Well into the twentieth century, the island’s relentless wear seemed to provoke little concern on Tangier Island. Not so today: Its 481 inhabitants now fret that the end times are near, and Ooker Eskridge is more preoccupied with the dilemma than most. For eight years he’s served as their mayor. He’s read the reports about what’s happening to his island, has discussed what it means with government officials and scientists. All affirm what he has seen for himself, the anecdotal evidence he gathers every day of crabbing season. “I had a pot hung up on a tree stump yesterday,” he tells me. He’s armored against the cold with a hoodie and jeans stuffed into oilskins, or waterproof overalls. “I pulled and pulled and finally got it loose, and when it came up it had a piece of tree root stuck to it.”
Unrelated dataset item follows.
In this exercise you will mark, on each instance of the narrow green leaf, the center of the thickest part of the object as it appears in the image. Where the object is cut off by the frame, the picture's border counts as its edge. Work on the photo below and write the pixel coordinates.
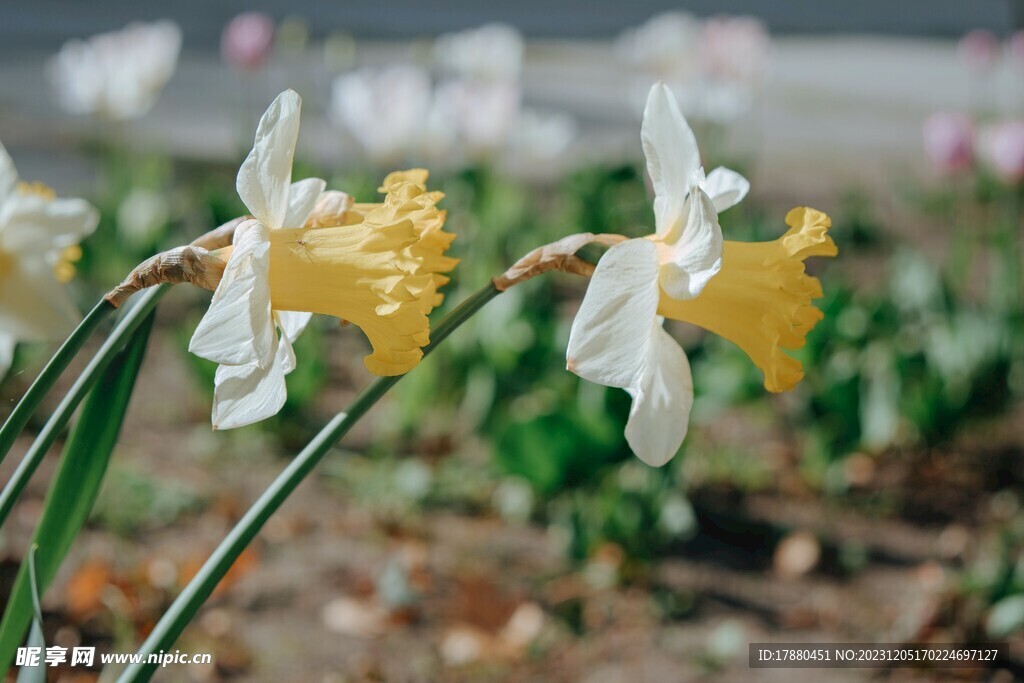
(131, 321)
(75, 486)
(35, 674)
In the fifteen seconds before the boat reaches the next float, he culls the catch, tossing an undersized crab overboard. One of the others is a mature male, or jimmy. Its shell, or carapace, is six inches across. He tosses it into a wooden bushel basket reserved for “number ones”—the biggest jimmies, laden with meat and the standard at picnics and crab boils. The remaining four crabs are mature females with bulbous orange egg masses ballooning from their bellies. Any mature female is called a sook; in this condition they’re busted sooks, sponge crabs, or lemons. Ooker tosses the four expectant mothers into a second basket.